Upaya kudeta yang terjadi Kamis malam menjadi kejutan bagi Turki. Negara tersebut lebih sering menghadapi ancaman dari luar seperti ISIS maupun separatis Partai Pekerja Kurdistan (PKK).
Erdogan mengimbau demonstran pro-pemerintah untuk terus menggelar demonstrasi. "Aksi itulah yang menghancurkan plot kudeta," kata dia.
"Beberapa minggu ke depan kita harus terus melanjutkan solidaritas, kita harus terus menggelar aksi."
Sejumlah partai politik di Turki bersatu menentang kudeta. Hal itu adalah kondisi yang amat jarang terjadi. Namun belum jelas hingga kapan aksi solidaritas akan tetap langgeng.
Erdogan Versus Gulen
Presiden Erdogan meminta Amerika Serikat untuk mengekstradisi Fethullah Gulen, ulama yang dituding ikut andil dalam upaya kudeta.
Namun, Gulen membantah tuduhan tersebut. "Dua puluh tahun lalu, saya menyatakan dengan jelas dukungan atas demokrasi," kata Gulen. "Posisiku untuk demokrasi jelas.

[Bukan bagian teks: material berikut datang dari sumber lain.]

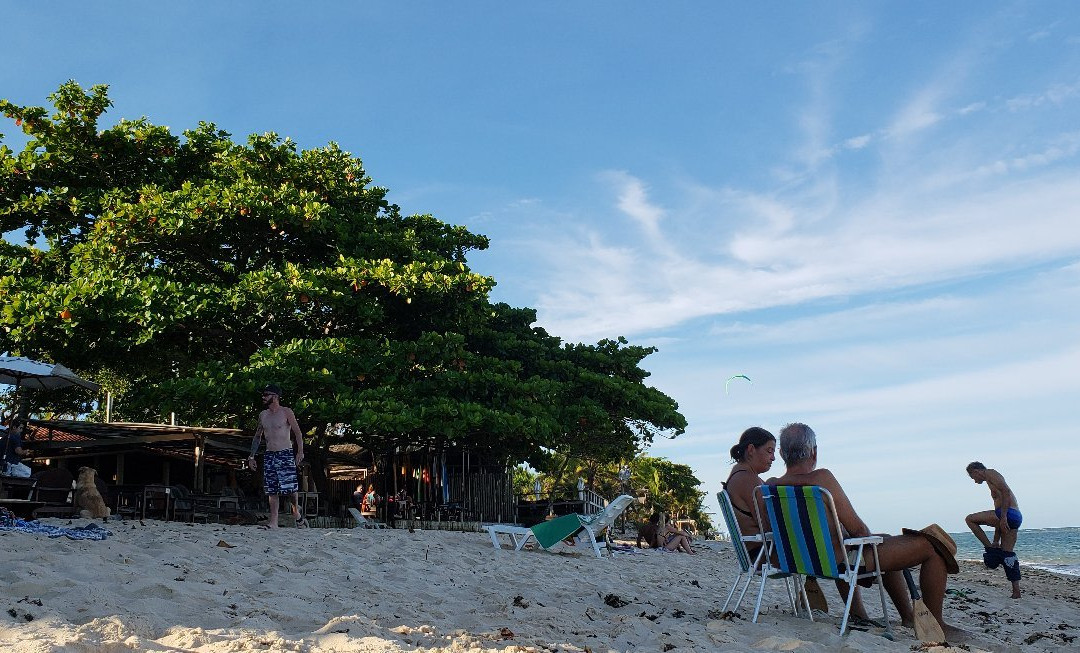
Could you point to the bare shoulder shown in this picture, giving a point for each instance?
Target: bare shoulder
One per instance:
(826, 479)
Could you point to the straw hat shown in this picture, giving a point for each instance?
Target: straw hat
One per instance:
(942, 543)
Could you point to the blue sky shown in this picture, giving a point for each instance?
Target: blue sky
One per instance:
(869, 208)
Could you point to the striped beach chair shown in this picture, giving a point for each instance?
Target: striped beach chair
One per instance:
(747, 565)
(809, 542)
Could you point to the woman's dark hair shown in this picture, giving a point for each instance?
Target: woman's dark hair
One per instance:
(754, 435)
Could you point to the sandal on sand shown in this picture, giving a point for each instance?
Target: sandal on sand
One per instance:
(865, 623)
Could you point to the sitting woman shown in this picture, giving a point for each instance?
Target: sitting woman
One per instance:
(368, 504)
(667, 538)
(798, 447)
(753, 456)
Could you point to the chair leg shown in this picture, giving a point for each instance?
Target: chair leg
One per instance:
(760, 592)
(852, 581)
(732, 593)
(798, 582)
(885, 609)
(750, 576)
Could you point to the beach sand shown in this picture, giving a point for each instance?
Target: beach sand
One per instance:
(171, 586)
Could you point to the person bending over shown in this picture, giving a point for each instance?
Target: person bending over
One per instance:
(798, 448)
(1004, 519)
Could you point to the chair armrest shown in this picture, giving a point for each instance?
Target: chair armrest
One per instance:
(866, 540)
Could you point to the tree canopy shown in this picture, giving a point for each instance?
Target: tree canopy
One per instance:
(184, 272)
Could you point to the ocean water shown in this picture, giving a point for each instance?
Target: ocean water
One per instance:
(1055, 549)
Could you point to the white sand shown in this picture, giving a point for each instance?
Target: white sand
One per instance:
(169, 587)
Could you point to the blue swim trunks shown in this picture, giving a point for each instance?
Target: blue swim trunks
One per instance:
(279, 473)
(1012, 517)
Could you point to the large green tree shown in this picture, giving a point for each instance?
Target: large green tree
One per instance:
(183, 272)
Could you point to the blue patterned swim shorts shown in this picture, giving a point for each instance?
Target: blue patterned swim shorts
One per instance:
(279, 473)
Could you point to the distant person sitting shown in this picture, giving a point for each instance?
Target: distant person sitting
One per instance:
(369, 501)
(666, 538)
(13, 451)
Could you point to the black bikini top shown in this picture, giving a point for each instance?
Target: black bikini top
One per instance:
(733, 503)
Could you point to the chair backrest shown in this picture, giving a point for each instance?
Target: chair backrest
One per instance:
(733, 530)
(805, 529)
(606, 517)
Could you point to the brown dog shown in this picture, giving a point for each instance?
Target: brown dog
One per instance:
(86, 497)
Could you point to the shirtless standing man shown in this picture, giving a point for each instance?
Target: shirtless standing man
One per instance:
(1004, 518)
(278, 425)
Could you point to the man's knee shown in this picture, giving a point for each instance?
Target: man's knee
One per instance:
(1012, 566)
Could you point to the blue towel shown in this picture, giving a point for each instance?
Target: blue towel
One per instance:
(91, 531)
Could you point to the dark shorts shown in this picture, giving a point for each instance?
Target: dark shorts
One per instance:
(279, 473)
(1012, 517)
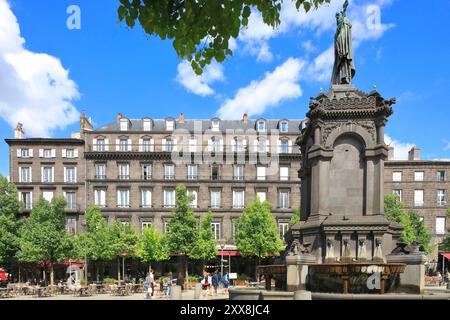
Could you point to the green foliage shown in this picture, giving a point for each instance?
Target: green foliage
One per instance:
(201, 30)
(9, 223)
(414, 228)
(257, 233)
(295, 218)
(182, 230)
(43, 236)
(153, 246)
(99, 246)
(205, 246)
(124, 239)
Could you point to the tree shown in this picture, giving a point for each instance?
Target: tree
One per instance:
(9, 223)
(124, 241)
(182, 230)
(257, 235)
(97, 238)
(201, 30)
(295, 218)
(205, 247)
(43, 236)
(153, 246)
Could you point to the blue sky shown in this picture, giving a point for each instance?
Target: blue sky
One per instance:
(54, 73)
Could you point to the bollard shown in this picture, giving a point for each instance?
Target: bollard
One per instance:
(175, 293)
(198, 291)
(302, 295)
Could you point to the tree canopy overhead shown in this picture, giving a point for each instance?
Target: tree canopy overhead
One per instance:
(201, 29)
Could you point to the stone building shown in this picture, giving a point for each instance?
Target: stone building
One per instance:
(130, 168)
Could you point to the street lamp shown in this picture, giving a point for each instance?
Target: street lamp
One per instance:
(83, 223)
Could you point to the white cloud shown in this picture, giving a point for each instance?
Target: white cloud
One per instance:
(258, 96)
(35, 89)
(401, 149)
(199, 85)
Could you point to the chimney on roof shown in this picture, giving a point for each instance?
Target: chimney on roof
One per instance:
(85, 124)
(390, 153)
(18, 131)
(414, 154)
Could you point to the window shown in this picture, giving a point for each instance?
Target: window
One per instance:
(146, 172)
(284, 173)
(123, 198)
(169, 198)
(147, 125)
(262, 195)
(47, 174)
(70, 153)
(283, 227)
(216, 230)
(123, 124)
(398, 193)
(147, 145)
(123, 145)
(145, 225)
(440, 225)
(27, 200)
(238, 199)
(71, 198)
(215, 199)
(215, 125)
(419, 175)
(192, 172)
(48, 195)
(146, 198)
(169, 125)
(71, 226)
(261, 173)
(193, 194)
(261, 126)
(100, 198)
(418, 198)
(25, 174)
(70, 174)
(100, 171)
(169, 172)
(238, 172)
(397, 176)
(441, 176)
(124, 171)
(215, 172)
(284, 199)
(442, 198)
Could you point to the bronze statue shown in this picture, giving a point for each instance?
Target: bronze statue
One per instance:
(344, 66)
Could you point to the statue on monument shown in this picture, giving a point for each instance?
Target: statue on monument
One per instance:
(344, 67)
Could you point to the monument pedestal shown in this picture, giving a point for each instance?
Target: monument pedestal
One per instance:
(413, 279)
(297, 271)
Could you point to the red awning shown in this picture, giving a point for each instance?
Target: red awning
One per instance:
(227, 253)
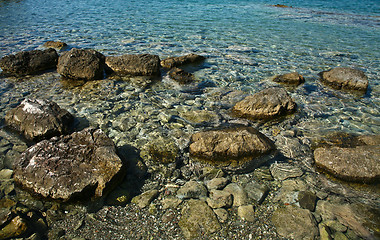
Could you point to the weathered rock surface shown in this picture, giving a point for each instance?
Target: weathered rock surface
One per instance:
(266, 104)
(234, 149)
(84, 64)
(181, 76)
(295, 223)
(345, 78)
(180, 61)
(134, 65)
(29, 62)
(293, 78)
(361, 163)
(82, 164)
(198, 219)
(39, 119)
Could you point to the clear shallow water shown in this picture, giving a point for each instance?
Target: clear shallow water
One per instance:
(246, 43)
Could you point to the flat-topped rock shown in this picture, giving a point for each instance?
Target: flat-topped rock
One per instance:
(39, 119)
(80, 165)
(180, 61)
(82, 64)
(234, 149)
(29, 62)
(266, 104)
(345, 78)
(134, 65)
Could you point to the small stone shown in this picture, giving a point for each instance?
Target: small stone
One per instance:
(307, 200)
(219, 199)
(217, 183)
(192, 189)
(282, 171)
(222, 214)
(145, 198)
(198, 219)
(247, 213)
(256, 191)
(240, 197)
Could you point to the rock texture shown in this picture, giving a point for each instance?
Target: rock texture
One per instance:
(198, 219)
(181, 76)
(361, 163)
(180, 61)
(29, 62)
(293, 78)
(135, 65)
(39, 119)
(295, 223)
(266, 104)
(345, 79)
(81, 64)
(235, 149)
(78, 165)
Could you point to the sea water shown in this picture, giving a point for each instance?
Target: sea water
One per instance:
(246, 42)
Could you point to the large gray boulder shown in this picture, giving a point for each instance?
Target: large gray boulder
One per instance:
(84, 64)
(79, 165)
(266, 104)
(182, 60)
(135, 65)
(237, 149)
(39, 119)
(345, 78)
(29, 62)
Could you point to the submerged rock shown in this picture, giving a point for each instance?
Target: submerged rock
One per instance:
(361, 163)
(39, 119)
(266, 104)
(29, 62)
(295, 223)
(345, 78)
(180, 61)
(134, 65)
(293, 78)
(198, 219)
(82, 64)
(234, 149)
(181, 76)
(82, 164)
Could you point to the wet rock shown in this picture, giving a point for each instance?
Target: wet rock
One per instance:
(217, 183)
(39, 119)
(266, 104)
(295, 223)
(192, 189)
(345, 78)
(198, 219)
(134, 65)
(55, 44)
(293, 78)
(219, 199)
(144, 199)
(81, 64)
(235, 149)
(256, 191)
(247, 213)
(29, 62)
(15, 228)
(240, 197)
(361, 163)
(78, 165)
(181, 76)
(282, 171)
(180, 61)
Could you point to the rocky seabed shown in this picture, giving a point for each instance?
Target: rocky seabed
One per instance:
(98, 150)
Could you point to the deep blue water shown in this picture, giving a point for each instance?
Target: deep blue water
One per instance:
(246, 42)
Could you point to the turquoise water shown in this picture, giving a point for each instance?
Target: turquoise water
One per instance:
(246, 43)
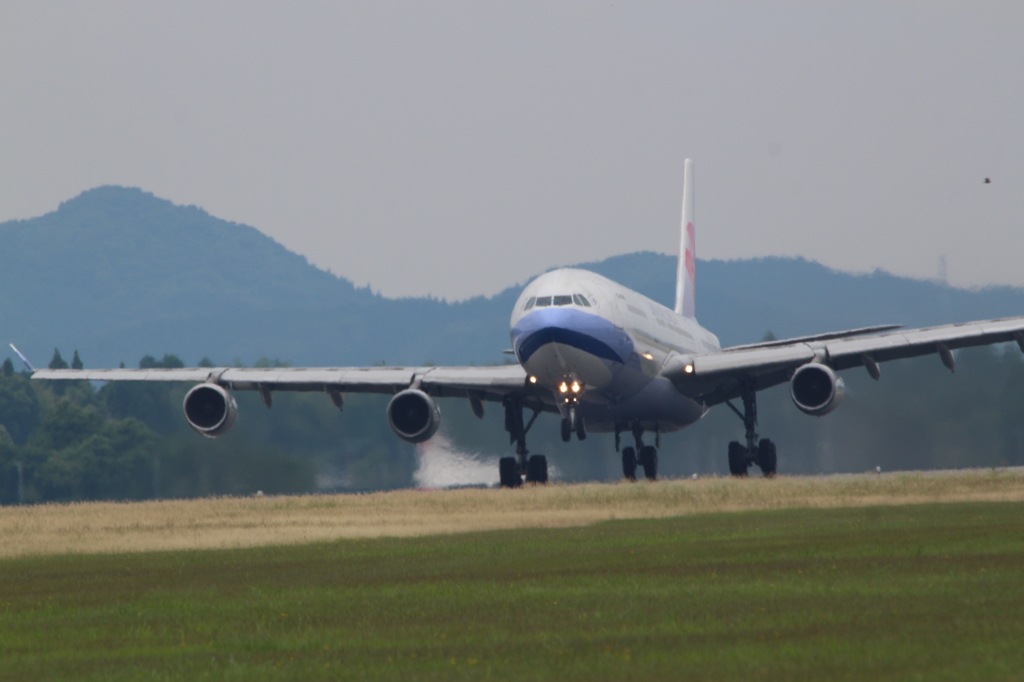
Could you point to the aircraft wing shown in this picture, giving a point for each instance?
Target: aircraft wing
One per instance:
(491, 383)
(715, 378)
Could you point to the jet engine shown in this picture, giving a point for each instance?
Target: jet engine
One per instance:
(210, 410)
(414, 416)
(816, 389)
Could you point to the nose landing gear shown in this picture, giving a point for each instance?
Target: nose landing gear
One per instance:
(645, 456)
(573, 423)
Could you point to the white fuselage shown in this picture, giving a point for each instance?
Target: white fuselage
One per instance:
(574, 326)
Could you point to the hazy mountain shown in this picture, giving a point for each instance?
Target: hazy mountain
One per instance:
(117, 272)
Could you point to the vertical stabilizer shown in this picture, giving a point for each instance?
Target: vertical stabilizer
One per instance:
(685, 274)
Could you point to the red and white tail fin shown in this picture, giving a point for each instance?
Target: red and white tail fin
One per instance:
(685, 275)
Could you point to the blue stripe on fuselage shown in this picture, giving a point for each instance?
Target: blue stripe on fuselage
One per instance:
(571, 327)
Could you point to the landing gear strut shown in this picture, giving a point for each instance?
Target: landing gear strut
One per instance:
(512, 469)
(763, 453)
(573, 423)
(645, 456)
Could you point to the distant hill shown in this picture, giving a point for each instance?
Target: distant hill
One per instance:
(117, 272)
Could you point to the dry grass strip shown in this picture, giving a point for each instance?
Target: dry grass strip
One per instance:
(229, 522)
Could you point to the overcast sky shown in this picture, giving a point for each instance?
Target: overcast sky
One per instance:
(455, 148)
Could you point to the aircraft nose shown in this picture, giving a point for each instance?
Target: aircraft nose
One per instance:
(584, 331)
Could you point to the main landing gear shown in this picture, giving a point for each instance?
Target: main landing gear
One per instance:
(645, 456)
(512, 469)
(763, 453)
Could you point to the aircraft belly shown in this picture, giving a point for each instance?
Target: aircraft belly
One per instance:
(553, 361)
(658, 405)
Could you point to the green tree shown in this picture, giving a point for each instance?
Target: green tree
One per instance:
(20, 412)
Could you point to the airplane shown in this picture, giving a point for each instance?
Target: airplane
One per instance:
(604, 359)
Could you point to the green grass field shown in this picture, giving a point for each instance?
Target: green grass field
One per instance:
(899, 593)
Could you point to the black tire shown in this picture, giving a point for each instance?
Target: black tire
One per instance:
(508, 471)
(629, 464)
(648, 459)
(737, 459)
(537, 469)
(767, 458)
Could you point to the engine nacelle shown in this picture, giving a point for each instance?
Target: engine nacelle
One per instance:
(816, 389)
(210, 410)
(414, 416)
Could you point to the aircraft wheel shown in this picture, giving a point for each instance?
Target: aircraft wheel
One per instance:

Segala upaya untuk menggulingkan negara adalah pengkhianatan atas persatuan kita."
Gulen yang tinggal di Pennsylvania menolak terlibat dalam kudeta. "Saya sudah 16 tahun pergi dari Turki."
Tudingan atas Gulen memicu kecurigaan peran AS dalam kudeta di Turki -- yang dibantah keras pihak Washington DC.
Sementara itu, Menteri Luar Negeri Amerika Serikat John Kerry mengatakan, pihaknya belum mendapat permintaan resmi dari Turki terkait ekstradisi.
"Kami berpikir, sungguh tak bertanggung jawab menuding keterlibatan AS ketika kami menanti permintaan mereka -- yang pasti akan dipenuhi jika sesuai dengan aturan hukum," kata Kerry pada CNN.